In the world of Instagram and Pinterest, brands are equal opportunity participants with consumers. Brands create stories that entice and capture consumers’ attention to leverage their influence. Users interact with the brand by commenting, liking, or ignoring. In an instant, you know if you have a hit or a dud. When something is a hit, it is popular, but more importantly, it becomes influential. The relationship between brands and consumers has become peer based.

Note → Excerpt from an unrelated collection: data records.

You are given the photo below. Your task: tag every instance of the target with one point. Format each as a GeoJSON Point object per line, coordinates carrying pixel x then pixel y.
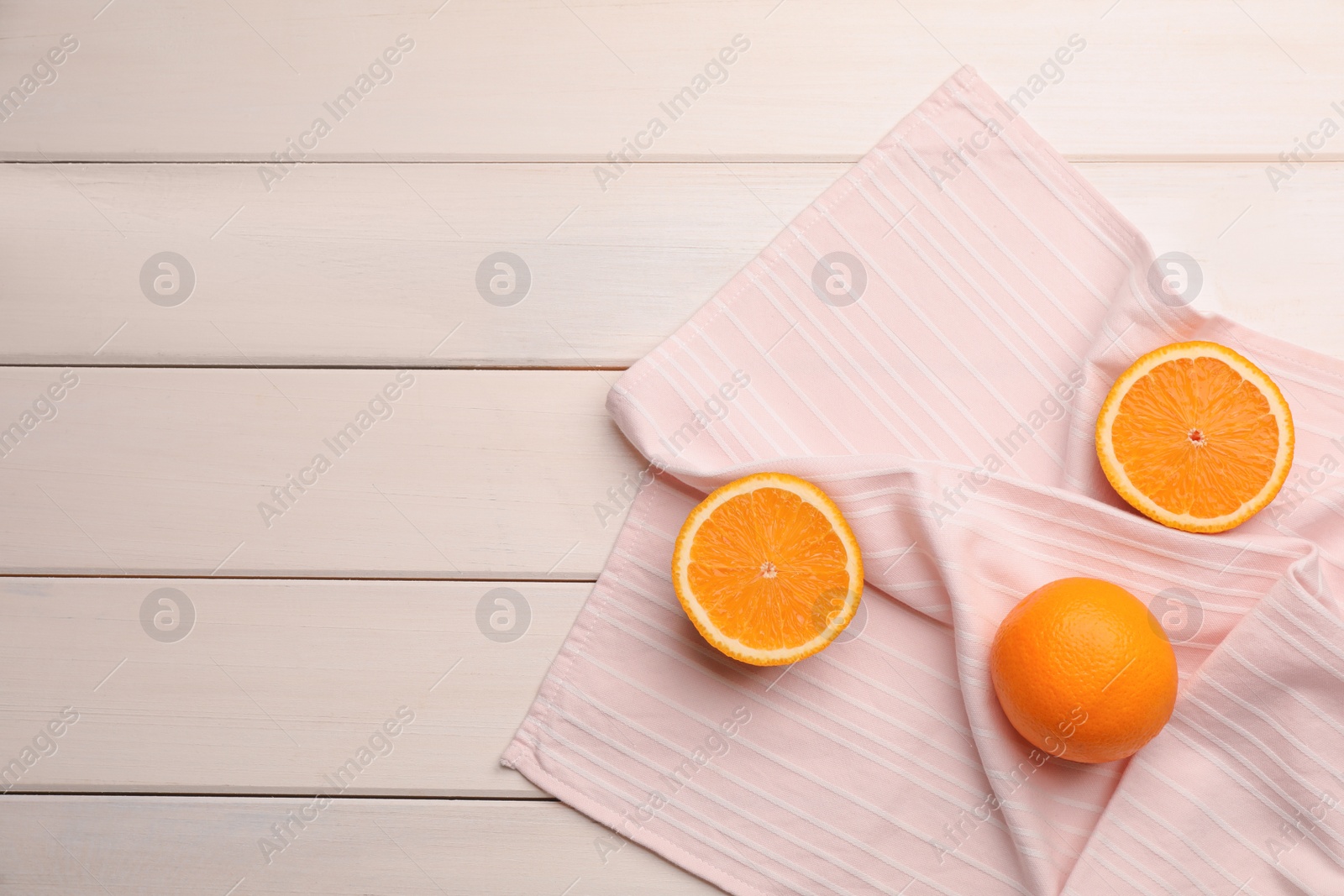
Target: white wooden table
{"type": "Point", "coordinates": [223, 647]}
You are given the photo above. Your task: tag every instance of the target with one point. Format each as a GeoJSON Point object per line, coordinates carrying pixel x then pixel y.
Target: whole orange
{"type": "Point", "coordinates": [1084, 671]}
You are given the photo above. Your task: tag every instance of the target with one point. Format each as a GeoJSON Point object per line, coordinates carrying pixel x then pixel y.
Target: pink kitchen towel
{"type": "Point", "coordinates": [931, 343]}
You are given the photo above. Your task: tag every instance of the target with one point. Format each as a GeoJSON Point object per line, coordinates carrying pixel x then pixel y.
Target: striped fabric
{"type": "Point", "coordinates": [940, 378]}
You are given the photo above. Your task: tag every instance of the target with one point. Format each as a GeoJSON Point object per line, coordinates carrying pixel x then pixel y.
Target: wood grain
{"type": "Point", "coordinates": [356, 265]}
{"type": "Point", "coordinates": [150, 846]}
{"type": "Point", "coordinates": [543, 81]}
{"type": "Point", "coordinates": [265, 687]}
{"type": "Point", "coordinates": [172, 472]}
{"type": "Point", "coordinates": [360, 265]}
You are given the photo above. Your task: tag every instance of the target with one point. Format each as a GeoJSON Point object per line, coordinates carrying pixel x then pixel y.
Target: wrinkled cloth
{"type": "Point", "coordinates": [931, 343]}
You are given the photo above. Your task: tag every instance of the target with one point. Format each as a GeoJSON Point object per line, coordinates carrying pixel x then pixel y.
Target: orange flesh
{"type": "Point", "coordinates": [1195, 437]}
{"type": "Point", "coordinates": [764, 563]}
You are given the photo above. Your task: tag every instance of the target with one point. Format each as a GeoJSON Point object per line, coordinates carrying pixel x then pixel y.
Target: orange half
{"type": "Point", "coordinates": [1195, 437]}
{"type": "Point", "coordinates": [768, 570]}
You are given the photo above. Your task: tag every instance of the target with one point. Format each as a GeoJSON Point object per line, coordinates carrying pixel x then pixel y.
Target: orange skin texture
{"type": "Point", "coordinates": [1084, 671]}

There are defining differential characteristics between Pinterest and Instagram. The two platforms serve different purposes and provide distinct values. Both platforms are B2C driven, but does Instagram win as the more effective of the two? With over 200 million users and growing, maybe. Instagram can be shared vertically across Facebook, Twitter, Google+ and other platforms. Pinterest is about curating and discovering information. Instagram gives you the opportunity to reveal a personal side to your brand and to interact with your audience. Because Pinterest pins to an image or content from an external site, it is best used for driving sales by sharing visual content of products, how to’s, infographics and publications. All this said, Pinterest creates a vast network (web really) that is incredibly valuable in driving sales and boasting SEO. Instagram creates narratives and that may be the characteristic that trumps Pinterest. Instagram defines and shapes brands while Pinterest sells brands.
Instagram’s power to influence resides in its ability to tell a personal interactive story. Pinterest is a consumer driven platform that through an organic process leverages what the consumer likes to the product’s benefit. Both platforms are signposts pointing to the end of traditional advertising, a phenomena that began with the birth of Google. In a moment, anyone with social media savvy has the power to influence billions. We are now entering a world not lost in translation where both the “consumer” and the “brand” can interact amongst each other.